I’ll try to keep my eyes open for updates on this stuff – although the estimated effects may not be big enough for people to seek out medical advice, they’re huge if you’re a long-distance runner considering whether it’s even worth it to participate in future official runs solely for the sake of improving your performance in such competitions.
On a sidenote I should point out that I don’t (/no longer) run in order to obtain a faster time in an official run – I run because I like to run, and I no longer have much desire to participate in official runs – but I’d be lying if I said I didn’t care at all about that stuff some years back when I started out participating in such runs. Imagine what happens with your desire to participate in such official runs if you don’t seem to be able to improve your time much even with strict adherence to running schedules, especially considering the fact that other people who in other respects are similar to you can out-perform you without doing a lot of work. I was above 70 km/week and had several 30+ kilometer runs behind me before my marathon; my brother never even crossed the 40 km/week threshold. And he beat me by more than half an hour. Go figure. I had a bad run for diabetes-related reasons so during the day this was not a surprising outcome, but it was a profoundly annoying outcome. And no, I was not ‘overtraining’; I was rather at the point where a 25+ km run was the ‘standard running distance’ – you know, that distance you managed without thinking much about it every Tuesday, and Saturday, with a short 20 km run in between – and I decreased the kilometer count up to the run as advised by the plan I was following (more or less stringently, but compared to the people whom I entered the goal line with the word ‘more’ is by far the more accurate one). And no, it’s not like I hadn’t heard about interval training, and it’s not like this stuff is hard to implement in a hilly place like Aarhus.

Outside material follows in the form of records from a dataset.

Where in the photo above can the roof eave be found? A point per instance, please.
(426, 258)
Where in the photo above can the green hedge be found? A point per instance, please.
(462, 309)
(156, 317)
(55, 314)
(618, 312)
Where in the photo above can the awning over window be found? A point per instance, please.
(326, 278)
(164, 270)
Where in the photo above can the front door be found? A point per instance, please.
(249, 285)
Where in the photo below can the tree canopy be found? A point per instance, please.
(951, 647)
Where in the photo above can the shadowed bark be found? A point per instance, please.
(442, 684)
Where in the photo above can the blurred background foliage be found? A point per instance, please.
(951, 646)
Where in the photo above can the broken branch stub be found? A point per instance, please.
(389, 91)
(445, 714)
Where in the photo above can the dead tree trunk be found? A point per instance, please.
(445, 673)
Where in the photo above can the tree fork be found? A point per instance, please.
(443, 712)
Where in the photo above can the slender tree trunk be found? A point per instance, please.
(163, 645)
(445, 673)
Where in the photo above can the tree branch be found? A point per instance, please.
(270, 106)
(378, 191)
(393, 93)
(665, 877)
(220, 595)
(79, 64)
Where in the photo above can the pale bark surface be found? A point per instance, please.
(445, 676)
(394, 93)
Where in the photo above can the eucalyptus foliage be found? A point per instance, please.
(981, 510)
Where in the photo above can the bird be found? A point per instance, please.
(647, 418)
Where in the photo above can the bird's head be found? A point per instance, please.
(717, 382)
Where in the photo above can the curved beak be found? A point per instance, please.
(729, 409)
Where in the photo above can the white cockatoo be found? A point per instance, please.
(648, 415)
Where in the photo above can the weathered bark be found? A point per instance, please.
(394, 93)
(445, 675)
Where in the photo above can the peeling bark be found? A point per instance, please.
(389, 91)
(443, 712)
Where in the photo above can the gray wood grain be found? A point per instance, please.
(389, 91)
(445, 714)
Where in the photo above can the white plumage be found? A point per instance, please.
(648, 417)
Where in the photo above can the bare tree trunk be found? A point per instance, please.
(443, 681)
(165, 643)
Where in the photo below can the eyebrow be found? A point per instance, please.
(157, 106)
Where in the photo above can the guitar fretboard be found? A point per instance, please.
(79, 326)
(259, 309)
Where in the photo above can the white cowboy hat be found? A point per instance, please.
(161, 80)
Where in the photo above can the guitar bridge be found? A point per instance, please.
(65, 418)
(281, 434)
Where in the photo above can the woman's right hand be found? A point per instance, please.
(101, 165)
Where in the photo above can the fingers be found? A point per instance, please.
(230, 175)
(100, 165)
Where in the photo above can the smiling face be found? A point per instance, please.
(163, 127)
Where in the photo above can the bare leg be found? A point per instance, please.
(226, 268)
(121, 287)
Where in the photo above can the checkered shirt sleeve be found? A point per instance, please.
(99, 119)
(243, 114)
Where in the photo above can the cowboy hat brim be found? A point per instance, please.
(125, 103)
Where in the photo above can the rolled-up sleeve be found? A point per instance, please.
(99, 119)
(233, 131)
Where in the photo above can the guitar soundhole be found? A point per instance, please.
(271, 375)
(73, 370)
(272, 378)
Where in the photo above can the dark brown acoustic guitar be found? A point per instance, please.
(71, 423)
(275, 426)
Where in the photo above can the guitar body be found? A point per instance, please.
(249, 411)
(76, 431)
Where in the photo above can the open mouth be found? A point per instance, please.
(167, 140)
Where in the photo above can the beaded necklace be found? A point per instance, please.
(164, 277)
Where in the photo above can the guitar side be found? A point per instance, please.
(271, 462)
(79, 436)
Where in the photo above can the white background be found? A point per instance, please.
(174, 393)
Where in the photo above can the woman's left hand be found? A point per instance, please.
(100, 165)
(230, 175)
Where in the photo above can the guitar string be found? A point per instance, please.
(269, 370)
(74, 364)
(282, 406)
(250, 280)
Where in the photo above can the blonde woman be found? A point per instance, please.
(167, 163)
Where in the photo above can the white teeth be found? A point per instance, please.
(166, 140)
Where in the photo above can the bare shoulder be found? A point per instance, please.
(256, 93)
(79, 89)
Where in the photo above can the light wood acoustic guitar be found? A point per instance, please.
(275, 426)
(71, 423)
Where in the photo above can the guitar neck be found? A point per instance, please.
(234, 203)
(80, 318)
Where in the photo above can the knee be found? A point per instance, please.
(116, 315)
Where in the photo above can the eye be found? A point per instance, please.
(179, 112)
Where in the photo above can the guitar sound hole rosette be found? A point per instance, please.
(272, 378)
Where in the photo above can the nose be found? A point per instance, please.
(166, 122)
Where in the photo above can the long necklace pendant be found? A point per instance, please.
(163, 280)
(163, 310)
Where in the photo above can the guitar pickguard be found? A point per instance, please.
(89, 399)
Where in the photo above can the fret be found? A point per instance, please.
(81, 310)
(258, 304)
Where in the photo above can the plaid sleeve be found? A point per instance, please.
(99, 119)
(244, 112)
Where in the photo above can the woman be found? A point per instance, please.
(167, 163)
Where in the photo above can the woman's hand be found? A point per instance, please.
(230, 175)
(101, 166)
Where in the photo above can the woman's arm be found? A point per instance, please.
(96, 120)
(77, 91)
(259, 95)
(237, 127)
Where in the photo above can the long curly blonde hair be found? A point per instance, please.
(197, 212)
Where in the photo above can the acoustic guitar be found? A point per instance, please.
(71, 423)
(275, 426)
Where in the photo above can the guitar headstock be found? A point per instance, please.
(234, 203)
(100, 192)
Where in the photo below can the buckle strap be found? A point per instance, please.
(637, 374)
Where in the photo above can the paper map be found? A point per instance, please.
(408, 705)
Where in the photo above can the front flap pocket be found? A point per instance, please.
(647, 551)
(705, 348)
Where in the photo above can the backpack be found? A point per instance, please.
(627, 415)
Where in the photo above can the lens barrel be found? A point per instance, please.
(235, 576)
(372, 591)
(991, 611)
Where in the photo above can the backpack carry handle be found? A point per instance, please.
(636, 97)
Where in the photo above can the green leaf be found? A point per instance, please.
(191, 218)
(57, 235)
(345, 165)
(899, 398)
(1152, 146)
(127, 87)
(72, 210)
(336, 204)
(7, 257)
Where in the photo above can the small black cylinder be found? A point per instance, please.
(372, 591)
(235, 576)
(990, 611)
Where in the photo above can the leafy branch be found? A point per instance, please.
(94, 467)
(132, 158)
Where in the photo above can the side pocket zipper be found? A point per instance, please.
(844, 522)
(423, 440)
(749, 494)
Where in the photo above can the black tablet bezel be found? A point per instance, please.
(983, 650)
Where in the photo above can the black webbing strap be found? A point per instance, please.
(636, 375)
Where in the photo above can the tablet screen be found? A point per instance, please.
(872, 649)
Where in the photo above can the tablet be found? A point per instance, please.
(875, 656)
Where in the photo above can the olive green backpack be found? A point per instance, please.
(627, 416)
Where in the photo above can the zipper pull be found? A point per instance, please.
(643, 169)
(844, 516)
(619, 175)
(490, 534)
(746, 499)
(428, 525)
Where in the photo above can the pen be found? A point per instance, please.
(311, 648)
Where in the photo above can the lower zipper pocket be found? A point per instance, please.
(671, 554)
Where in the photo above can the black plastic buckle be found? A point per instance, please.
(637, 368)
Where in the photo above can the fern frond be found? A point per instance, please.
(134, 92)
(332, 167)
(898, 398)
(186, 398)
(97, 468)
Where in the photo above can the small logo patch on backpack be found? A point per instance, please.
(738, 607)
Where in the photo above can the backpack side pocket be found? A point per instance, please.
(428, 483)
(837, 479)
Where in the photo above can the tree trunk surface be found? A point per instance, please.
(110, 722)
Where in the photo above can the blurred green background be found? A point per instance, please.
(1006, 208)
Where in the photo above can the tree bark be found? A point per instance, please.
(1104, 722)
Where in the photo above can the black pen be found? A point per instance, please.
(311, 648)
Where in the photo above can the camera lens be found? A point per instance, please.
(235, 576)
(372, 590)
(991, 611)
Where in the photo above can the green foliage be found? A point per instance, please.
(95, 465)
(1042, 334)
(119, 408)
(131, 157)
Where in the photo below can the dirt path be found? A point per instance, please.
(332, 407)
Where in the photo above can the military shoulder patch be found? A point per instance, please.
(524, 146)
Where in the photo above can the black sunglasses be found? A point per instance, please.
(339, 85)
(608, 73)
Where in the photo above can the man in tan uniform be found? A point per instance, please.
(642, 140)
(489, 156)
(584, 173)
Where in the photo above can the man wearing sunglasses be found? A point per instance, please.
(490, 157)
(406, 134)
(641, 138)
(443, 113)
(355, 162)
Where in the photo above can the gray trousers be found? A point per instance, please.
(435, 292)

I did make progress from I started running to the point where I decided not to really consider ‘official runs’ to be be worth it anymore – the first half-marathon took me more than 2 hours, the best one I did in an hour and 47 minutes (this performance was achieved at a point in time where I ran 65 km/week and at least cared somewhat about speed and time taken – so, yeah… Compare this again with my brother, whose next goal is 1.35, without ever having been near 50 km/week). Right now my ‘standard running distance’ is 12-15 km – I like to run, but I have a very limited desire to participate in official runs in the future. It’s not worth it – if I go back to very-high intensity training I may improve my official performances, but that could just as easily be due to factors completely unrelated to my actual shape, like whether I was lucky about the starting blood glucose (fewer tests during the run, less time wasted on that), or whether I’d slept well. Who cares? And it’s not like I need to participate in these runs to motivate myself to get out there – I find running enjoyable as it is, especially in the summer when the weather is nice.
But in case you’d forgotten because of all the personal stuff in the end – to just reiterate the main points that made me start out writing this post:
“Diabetes is associated with a modest, albeit statistically significant, impaired pulmonary function in a restrictive pattern. […] the magnitude of impairment found in our study closely resembles that of smoking”.
This is perhaps also a good illustration of how dangerous diabetes is; the fact that the disease may impact the performance of the lungs in a manner not too dissimilar from smoking is not even considered clinically relevant; the patients have much bigger problems to worry about as it is.